In the past, the area was home to the beloved Beat Hotel, a small cocktail bar that was a staple at Glastonbury from 2011 until its final year in 2019.
The team behind the Beat Hotel have created a new venue called San Remo which brings the same lively, late-night atmosphere to the area.
Lower Mead is known for being one of the most popular areas at the Festival, so be sure to arrive early to secure your camp spot.
The location is also great for those who want to make their way in and out of the festival quickly.
This is because Pedestrian Gate A and the bus/coach station being a reasonably short walk away compared to other popular camping fields.
However, it’s important to note that this area can be quite loud, as it’s located next to the main access road into the site.
The Woodsies will continue to be a popular stage for new and upcoming musicians, and attracts a hefty crowd, which can be quite loud and busy.
If you’re looking for a peaceful spot, perhaps look elsewhere.
So, those who thrive on the energy and excitement of a festival, Lower Mead is the perfect spot.
- Close to Pedestrian Gate A great for festival goers arriving by coach or bus.

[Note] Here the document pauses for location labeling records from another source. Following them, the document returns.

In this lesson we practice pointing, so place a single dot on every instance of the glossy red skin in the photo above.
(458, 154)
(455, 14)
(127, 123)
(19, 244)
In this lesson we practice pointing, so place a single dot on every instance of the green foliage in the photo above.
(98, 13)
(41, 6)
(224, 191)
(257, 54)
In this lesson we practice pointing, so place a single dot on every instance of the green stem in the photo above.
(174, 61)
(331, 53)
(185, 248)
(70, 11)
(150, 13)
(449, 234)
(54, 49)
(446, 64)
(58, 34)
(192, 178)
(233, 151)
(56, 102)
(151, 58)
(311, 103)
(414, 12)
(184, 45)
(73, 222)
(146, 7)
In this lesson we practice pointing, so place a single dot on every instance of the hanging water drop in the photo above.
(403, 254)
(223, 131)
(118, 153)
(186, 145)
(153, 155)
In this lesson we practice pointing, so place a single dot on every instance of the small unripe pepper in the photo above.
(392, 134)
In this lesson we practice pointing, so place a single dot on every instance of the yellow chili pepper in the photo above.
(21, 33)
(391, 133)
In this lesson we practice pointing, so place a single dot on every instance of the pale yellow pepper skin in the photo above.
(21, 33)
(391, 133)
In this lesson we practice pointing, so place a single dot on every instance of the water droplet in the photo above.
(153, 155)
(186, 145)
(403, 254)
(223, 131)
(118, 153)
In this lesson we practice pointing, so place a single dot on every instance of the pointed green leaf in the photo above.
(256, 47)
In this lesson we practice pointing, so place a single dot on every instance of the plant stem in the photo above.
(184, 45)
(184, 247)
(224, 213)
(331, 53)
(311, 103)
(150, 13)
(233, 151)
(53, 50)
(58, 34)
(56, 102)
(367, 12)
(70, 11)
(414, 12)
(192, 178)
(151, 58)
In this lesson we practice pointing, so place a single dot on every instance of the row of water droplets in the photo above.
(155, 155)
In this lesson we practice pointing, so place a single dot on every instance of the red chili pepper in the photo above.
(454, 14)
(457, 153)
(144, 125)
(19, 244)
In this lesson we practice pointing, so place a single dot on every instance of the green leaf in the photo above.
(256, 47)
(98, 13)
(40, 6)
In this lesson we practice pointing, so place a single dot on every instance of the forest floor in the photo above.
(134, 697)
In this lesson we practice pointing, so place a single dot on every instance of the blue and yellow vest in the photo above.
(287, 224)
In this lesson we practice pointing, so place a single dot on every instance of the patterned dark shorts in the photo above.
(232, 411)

- Located right next to The Woodsies and close to the Pyramid Stage and Silver Hayes, a great big name selection of places you can spend your time.
- The San Remo venue located at the bottom of Lower Mead stays open until 3am if you like to end the night close to camp!
- Lower Mead is a very vehicle busy area due to a road running along the field.
- Lower Mead can become crowded at all times of day, being in the middle of The Woodsies, Silver Hayes and The Pyramid stage. Depending on who is performing, there may be surges in foot traffic to this area.
- It’s located on the North West side of the festival, so venturing down to Block9 and its neighbours in the Naughty Corner, will result in a very long walk back.
Best Place to Park For Lower Mead
You should park in the Yellow car park to access to Lower Mead campsite, as this is the closest. But Orange and Pink are also close by.
Best Gate to Access Lower Mead
The closest gate to Lower Mead is Gate A, although Gate D is on the same side of the festival but it is a much longer walk.
Is Camping in Lower Mead Right for You?
This is a party site where a lot of the festivals late night crowd chose, so a great choice if you:
- Want to be in the middle of the fun.
- Are arriving at the festival early on Wednesday (late arrivals will struggle to find space here)
- Don’t mind long walks to more varied late-night entertainment areas.
- Want a piece of the nightlife on your doorstep.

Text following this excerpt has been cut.